Tags: #Terror, #Histórico

—Si yo fuera a casarme —continuó Sophia, abriendo la sombrilla de nuevo y haciéndola girar por encima de ella—, sería con el apuesto capitán Ross. Aunque no estoy destinada a ser tampoco la esposa de un simple capitán, Francis. El tendría que ser nombrado caballero..., pero estoy segura de que lo será pronto.

Crozier la miró a los ojos, buscando alguna señal de que estaba bromeando.

—El capitán Ross está comprometido —dijo al fin. Su voz sonaba como el graznido de un hombre que lleva días innumerables privado de agua—. Planean casarse en cuanto James vuelva a Inglaterra.

—Ah, bah —dijo Sophia, poniéndose de pie y haciendo girar la sombrilla con mayor rapidez—. Yo también volveré a Inglaterra en un paquebote rápido este verano, antes incluso de que destituyan al tío John. El capitán James Clark Ross volverá a verme.

Ella le miró entonces en la posición en la que estaba, absurdamente apoyado en una rodilla sobre la grava blanca.

—Además —dijo, alegremente—, aunque el capitán Ross se case con esa novia que le espera, de la que él y yo hemos hablado a menudo, y le aseguro que es una verdadera idiota, el matrimonio no es el fin de todo. No es la muerte. No es el «País Desconocido» de Hamlet, del cual no vuelve ningún hombre. Se sabe de muchos hombres que han vuelto del matrimonio y han encontrado a la mujer que era adecuada para ellos desde siempre. Fíjese en lo que le digo, Francis.

El se puso de pie, al fin. Se quedó de pie, sacudiéndose la grava blanca de la rodillera de sus mejores pantalones de uniforme.

—Debo irme ahora —dijo Sophia—. La tía Jane, el capitán Ross y yo vamos a Hobart Town esta mañana para ver a unos nuevos sementales que la compañía Van Diemen acaba de importar para servicio de cría. Puede venir con nosotros si lo desea, Francis, pero por el amor de Dios, cambíese de ropa y de expresión antes de hacerlo.

Ella le tocó el antebrazo ligeramente y se dirigió hacia la Casa del Gobernador haciendo girar la sombrilla.

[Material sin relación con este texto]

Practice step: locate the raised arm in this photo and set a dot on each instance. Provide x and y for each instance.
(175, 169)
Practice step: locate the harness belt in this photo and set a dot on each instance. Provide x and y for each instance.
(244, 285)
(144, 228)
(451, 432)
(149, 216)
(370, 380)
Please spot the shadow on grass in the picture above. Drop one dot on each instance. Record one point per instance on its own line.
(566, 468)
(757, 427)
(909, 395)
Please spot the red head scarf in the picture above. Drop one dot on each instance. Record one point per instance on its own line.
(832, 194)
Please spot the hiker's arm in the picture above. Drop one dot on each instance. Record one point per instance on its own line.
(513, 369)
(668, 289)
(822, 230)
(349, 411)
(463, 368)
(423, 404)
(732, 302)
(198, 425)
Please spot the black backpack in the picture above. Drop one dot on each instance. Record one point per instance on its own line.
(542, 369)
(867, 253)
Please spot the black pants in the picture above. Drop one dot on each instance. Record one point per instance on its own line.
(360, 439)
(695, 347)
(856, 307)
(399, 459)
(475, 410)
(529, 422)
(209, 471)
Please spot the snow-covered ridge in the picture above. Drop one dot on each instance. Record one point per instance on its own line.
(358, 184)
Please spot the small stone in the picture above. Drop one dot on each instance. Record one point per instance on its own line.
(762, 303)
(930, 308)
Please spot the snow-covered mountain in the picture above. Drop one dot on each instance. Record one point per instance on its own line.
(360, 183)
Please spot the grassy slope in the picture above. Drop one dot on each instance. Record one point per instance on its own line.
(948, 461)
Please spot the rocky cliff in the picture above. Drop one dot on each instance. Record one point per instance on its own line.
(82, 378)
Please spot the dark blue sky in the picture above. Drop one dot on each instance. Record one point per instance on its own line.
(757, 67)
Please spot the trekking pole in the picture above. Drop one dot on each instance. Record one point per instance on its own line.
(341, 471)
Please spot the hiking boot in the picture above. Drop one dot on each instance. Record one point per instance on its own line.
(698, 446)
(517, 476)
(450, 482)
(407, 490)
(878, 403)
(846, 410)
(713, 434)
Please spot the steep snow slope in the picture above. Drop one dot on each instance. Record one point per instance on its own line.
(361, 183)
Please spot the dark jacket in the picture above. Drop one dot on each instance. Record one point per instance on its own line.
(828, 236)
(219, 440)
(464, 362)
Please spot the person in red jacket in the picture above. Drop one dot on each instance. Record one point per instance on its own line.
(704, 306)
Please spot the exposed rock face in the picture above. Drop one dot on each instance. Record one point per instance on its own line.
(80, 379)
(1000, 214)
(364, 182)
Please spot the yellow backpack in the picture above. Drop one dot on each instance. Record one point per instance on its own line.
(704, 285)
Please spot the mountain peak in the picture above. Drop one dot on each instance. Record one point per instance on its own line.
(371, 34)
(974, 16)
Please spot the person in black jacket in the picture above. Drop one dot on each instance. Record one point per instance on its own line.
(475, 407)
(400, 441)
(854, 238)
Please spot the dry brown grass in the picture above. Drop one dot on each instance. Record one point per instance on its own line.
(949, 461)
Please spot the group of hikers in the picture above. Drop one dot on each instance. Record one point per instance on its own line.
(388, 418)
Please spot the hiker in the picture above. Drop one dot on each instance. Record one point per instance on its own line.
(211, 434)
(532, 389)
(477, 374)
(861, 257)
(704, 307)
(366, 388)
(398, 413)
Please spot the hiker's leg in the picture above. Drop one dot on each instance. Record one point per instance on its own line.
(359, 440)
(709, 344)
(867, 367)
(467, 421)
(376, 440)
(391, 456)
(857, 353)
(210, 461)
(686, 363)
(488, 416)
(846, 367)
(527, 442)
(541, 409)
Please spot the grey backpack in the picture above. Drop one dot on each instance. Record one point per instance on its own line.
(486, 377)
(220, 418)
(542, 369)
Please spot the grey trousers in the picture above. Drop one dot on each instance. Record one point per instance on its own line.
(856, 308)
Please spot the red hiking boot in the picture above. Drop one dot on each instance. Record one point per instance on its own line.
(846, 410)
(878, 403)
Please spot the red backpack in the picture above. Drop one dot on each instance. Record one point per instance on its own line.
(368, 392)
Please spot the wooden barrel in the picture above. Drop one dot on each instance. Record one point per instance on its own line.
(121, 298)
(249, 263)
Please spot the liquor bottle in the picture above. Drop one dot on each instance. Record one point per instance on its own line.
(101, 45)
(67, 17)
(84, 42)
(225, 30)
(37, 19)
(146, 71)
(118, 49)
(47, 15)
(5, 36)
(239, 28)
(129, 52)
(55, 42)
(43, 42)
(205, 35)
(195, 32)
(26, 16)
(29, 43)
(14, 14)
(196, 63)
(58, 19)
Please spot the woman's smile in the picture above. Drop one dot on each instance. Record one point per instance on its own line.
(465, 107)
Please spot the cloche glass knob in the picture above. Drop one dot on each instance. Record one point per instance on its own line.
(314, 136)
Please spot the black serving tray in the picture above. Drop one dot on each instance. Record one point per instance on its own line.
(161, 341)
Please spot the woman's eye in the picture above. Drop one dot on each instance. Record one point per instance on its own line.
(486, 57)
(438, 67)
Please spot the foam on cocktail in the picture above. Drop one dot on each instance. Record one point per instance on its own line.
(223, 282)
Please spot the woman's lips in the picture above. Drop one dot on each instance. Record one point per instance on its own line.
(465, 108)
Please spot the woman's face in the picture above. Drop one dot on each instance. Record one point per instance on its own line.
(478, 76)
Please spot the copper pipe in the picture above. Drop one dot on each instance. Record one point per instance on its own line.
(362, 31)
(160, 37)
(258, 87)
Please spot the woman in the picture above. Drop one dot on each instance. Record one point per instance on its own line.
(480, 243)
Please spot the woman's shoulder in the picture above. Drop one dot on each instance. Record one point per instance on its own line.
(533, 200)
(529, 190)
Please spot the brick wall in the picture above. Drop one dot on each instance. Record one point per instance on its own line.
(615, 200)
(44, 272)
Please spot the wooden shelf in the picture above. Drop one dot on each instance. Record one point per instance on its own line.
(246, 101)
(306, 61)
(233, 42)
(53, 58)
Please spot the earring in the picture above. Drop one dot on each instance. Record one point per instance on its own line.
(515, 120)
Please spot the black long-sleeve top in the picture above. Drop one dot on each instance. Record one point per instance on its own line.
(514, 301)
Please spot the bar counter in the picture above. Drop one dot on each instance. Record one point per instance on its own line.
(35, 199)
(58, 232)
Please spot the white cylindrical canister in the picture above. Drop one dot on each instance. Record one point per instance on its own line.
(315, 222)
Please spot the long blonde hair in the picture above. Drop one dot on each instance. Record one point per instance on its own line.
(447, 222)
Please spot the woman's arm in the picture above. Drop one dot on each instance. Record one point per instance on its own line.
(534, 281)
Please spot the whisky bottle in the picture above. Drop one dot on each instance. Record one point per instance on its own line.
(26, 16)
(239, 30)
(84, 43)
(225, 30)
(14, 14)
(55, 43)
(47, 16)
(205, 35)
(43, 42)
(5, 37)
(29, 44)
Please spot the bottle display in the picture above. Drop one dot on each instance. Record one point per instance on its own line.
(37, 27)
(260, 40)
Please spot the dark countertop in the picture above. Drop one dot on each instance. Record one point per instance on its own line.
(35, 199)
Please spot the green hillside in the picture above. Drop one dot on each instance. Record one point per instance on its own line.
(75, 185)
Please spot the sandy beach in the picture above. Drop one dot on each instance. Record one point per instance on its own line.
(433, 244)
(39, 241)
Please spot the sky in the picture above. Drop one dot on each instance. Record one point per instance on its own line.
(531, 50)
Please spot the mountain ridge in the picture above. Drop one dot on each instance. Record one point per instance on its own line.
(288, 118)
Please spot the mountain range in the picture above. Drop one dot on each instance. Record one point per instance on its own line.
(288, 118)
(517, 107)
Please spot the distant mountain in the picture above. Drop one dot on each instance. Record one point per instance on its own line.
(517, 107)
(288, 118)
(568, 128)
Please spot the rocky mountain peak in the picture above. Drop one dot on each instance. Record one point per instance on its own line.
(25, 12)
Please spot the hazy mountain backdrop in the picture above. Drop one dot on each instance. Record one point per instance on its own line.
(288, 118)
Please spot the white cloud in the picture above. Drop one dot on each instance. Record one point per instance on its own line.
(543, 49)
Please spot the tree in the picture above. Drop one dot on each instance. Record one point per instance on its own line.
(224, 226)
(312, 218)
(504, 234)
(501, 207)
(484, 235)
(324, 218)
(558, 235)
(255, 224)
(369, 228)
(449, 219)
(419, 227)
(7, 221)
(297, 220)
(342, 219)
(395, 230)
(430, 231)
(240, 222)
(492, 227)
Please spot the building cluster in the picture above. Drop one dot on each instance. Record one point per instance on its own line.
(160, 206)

Crozier oyó las apagadas campanas de cubierta tocando las ocho campanadas. Eran las cuatro de la mañana. Normalmente, en un buque en alta mar, los hombres saltarían de sus hamacas media hora después para empezar a pasar la piedra de arena por las cubiertas y limpiar todo lo que estuviera a la vista. Pero allí, entre la oscuridad, el hielo y el viento, que Crozier podía oír todavía aullando entre las jarcias, cosa que significaba que era posible que hubiese otra ventisca, y sólo era diez de noviembre de su tercer invierno, los hombres podían dormir hasta tarde, emperezando hasta las cuatro campanadas de la guardia de la mañana. Las seis. Entonces, el frío barco volvería a la vida con los gritos de los oficiales y los pies enfundados en botas de los hombres golpeando la cubierta antes de que los oficiales llevasen a cabo la amenaza de echar abajo las hamacas con los hombres todavía dentro de ellas.

Aquél era un paraíso de la pereza, comparado con los deberes en alta mar. Los hombres no sólo dormían hasta tarde, sino que se les permitía tomar el desayuno allí, en la cubierta inferior, a las ocho campanadas, antes de haber concluido sus deberes matutinos.

Crozier miró la botella de whisky y el vaso. Ambos estaban vacíos. Cogió la pesada pistola, mucho más pesada por la carga completa de pólvora y balas. Su mano lo notaba.

Se metió la pistola en el bolsillo de su abrigo de capitán, se lo quitó y lo colgó de un gancho. Crozier limpió el vaso de whisky con el trapo limpio que Jopson le dejaba cada noche y lo volvió a colocar en el cajón. Luego, con mucho cuidado, colocó la botella de whisky vacía en la cesta de mimbre tapada que Jopson dejaba junto a la puerta deslizante con ese fin. Una botella llena estaría colocada en la cesta cuando volviese Crozier de sus oscuros deberes diarios.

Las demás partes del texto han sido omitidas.